Além dos fa­tores geopolíti­cos, há ainda questões relacionadas à legislação ambiental, o custo do combustível usado nas embarcações e gargalos na infraestrutura portuária, como restrições de calado para navios maiores, falta de berços de atracação e pátios e o consequente congestionamento nos portos: só este último consome 7% da capacidade global de transportes de navios contêineres do mundo. Isso está longe de ser problema exclusivo do Brasil, onde os portos operam no limite. Singapura, o segundo maior porto do mundo, tem atualmente uma fila de espera de sete dias, segundo relatório elaborado pela Solve Shipping em parceria com a plataforma especializada em logística global Logcomex.

“Isso tem um efeito cascata no mundo todo, impactando não somente na alta dos fretes, mas também na queda do nível de serviço. O navio já vem atrasado. Se ele encontra um porto congestionado, pode optar em pular a escala, e isso acontece muito em Santa Catarina. Aí o importador não consegue retirar o contêiner do terminal, o exportador fica sem conseguir despachar carga, gerando caos e prejuízos imensos”, comenta Barreto, reiterando que é preciso investir na infraestrutura brasileira. “Nossos portos trabalham com tolerância zero a intercorrências, e intercorrências é o que mais tem acontecido nos últimos anos.”

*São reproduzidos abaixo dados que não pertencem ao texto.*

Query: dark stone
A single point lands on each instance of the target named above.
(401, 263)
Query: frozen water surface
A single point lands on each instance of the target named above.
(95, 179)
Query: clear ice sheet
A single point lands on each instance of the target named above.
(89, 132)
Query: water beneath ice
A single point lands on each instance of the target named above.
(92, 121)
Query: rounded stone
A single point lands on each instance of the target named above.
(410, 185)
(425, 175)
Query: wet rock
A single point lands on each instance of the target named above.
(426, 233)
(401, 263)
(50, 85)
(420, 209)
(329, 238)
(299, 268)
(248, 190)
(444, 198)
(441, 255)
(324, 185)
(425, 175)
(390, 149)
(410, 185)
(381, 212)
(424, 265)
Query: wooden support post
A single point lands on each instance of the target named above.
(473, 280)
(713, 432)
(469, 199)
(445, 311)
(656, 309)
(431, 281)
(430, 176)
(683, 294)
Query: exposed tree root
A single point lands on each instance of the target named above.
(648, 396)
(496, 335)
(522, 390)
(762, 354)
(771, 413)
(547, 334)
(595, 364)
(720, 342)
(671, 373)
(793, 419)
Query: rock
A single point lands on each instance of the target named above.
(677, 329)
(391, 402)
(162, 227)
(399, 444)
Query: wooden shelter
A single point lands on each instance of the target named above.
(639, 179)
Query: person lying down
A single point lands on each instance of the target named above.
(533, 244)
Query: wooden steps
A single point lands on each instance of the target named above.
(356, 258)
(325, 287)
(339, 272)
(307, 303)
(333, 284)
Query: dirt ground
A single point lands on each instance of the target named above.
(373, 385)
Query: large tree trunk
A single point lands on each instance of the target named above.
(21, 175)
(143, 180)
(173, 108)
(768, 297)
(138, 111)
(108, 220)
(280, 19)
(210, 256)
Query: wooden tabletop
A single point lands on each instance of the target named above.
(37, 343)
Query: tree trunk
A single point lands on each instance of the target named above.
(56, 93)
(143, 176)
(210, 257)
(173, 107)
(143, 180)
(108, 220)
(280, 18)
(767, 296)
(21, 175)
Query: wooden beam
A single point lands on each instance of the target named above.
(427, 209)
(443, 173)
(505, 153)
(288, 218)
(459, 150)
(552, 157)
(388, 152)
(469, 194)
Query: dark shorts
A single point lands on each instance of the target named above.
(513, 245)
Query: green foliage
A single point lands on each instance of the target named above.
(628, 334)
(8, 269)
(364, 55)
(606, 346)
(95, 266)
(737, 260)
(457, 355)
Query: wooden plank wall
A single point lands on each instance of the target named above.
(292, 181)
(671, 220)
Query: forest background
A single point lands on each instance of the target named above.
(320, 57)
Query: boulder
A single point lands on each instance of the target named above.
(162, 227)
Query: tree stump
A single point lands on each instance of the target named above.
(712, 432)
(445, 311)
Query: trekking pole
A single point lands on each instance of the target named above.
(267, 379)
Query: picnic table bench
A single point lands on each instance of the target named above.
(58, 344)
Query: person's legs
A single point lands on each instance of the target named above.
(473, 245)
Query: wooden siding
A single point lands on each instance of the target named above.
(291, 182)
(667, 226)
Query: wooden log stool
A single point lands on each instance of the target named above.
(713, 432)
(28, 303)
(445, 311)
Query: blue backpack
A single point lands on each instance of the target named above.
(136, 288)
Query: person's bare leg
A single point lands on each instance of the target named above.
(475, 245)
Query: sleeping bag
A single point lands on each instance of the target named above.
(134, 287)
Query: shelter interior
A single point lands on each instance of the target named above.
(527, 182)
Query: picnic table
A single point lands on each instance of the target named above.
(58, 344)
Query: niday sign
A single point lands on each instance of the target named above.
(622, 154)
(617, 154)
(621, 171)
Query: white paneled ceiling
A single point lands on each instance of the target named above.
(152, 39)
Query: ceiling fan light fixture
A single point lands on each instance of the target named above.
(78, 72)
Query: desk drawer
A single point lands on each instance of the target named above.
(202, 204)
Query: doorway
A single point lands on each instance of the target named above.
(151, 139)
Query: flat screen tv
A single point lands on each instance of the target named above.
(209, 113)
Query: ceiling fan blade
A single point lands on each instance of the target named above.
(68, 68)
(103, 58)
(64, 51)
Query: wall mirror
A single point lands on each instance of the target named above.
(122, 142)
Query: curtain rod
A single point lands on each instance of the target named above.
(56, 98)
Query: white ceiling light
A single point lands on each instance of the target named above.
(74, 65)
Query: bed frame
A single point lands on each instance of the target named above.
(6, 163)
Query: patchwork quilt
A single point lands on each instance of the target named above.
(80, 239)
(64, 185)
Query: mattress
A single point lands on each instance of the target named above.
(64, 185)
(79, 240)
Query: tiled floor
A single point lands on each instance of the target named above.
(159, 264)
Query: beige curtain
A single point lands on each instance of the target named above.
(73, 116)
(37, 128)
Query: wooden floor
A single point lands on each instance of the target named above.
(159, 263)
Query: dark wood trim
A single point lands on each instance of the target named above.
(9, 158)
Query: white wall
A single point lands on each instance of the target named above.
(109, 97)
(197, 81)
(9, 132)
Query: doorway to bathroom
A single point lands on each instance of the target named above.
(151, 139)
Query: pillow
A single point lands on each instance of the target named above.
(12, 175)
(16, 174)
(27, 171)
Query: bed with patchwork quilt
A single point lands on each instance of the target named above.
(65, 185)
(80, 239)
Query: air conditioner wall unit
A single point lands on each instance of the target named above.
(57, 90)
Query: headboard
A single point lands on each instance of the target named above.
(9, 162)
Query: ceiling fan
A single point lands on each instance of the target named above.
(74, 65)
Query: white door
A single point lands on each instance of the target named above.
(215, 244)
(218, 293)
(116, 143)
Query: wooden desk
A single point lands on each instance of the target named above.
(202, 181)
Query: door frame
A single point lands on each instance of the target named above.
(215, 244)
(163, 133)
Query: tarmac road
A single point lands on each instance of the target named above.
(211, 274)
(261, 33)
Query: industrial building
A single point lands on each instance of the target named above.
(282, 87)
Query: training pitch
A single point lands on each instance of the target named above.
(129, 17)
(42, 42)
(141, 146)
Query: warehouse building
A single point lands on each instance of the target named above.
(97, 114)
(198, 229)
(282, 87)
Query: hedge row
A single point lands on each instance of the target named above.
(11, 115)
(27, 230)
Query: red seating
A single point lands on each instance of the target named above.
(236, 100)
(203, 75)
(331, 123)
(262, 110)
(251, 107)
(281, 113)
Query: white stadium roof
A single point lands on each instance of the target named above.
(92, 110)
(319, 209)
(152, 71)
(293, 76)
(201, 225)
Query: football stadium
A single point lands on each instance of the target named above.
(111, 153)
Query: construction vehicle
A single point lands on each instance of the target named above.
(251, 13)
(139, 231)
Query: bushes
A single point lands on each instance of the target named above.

Castro: navios pulam escalas em portos congestionados e geram prejuízos – Foto: Divulgação

A Círculo sentiu isso recentemente, quando um contêiner que deveria sair de Navegantes para os Estados Unidos no dia 19 de julho só embarcou de fato mais de dois meses depois, em 21 de setembro. “Esse tipo de problema afeta toda a cadeia de suprimentos, aumenta o transit time e pode levar ao desabastecimento de produtos no destino final, além da insatisfação do cliente e dificuldade de atender pedidos localmente”, enumera a gerente de Exportação da empresa. Em outra situação, a companhia perdeu a temporada de vendas da Grécia devido ao atraso no envio de produtos. “O cliente recebe o produto mas não pode vender a tempo, então guarda para o próximo ano e nós perderemos uma nova venda”, resume Castro.

Desafios para a navegação

Alguns dos principais gargalos que forçaram os preços dos fretes para cima.

Fonte: Adobestock

1 - Canal do Panamá | Sob influência das mudanças climáticas e do El Niño, o nível do Lago Gatún, que faz parte da travessia, atingiu um ponto crítico no segundo semestre de 2023, o segundo ano mais seco desde a criação do canal, em 1914, limitando o número de navios que poderiam fazer a travessia. O problema foi “resolvido”, por hora, graças às chuvas neste ano.

Fonte: Adobestock

2 - Canal de Suez | Conectando o Mar Mediterrâneo ao Mar Vermelho dentro de território egípcio, o canal de quase 200 quilômetros recebia 20 mil navios por ano antes do grupo rebelde houthis, do Iêmen, passar a atacar navios mercantes como forma de retaliação a Israel pelos ataques ao Hamas. A rota alternativa, pelo Sul da África, aumenta o tempo das viagens em até duas semanas.

Fonte: Adobestock

3 - Singapura | Impulsionado pelas compras da Rússia, que sofre embargo da Europa Ocidental devido à guerra contra a Ucrânia, o segundo maior porto do mundo tem filas de até sete dias para embarque e desembarque de carga. O efeito dominó é sentido em todo o mundo.

Fonte: Adobestock

4 - Manaus | A seca histórica na Amazônia também causa atrasos e congestionamentos no importante Porto de Manaus, gerando um efeito cascata na navegação e no sistema portuário de todo o País.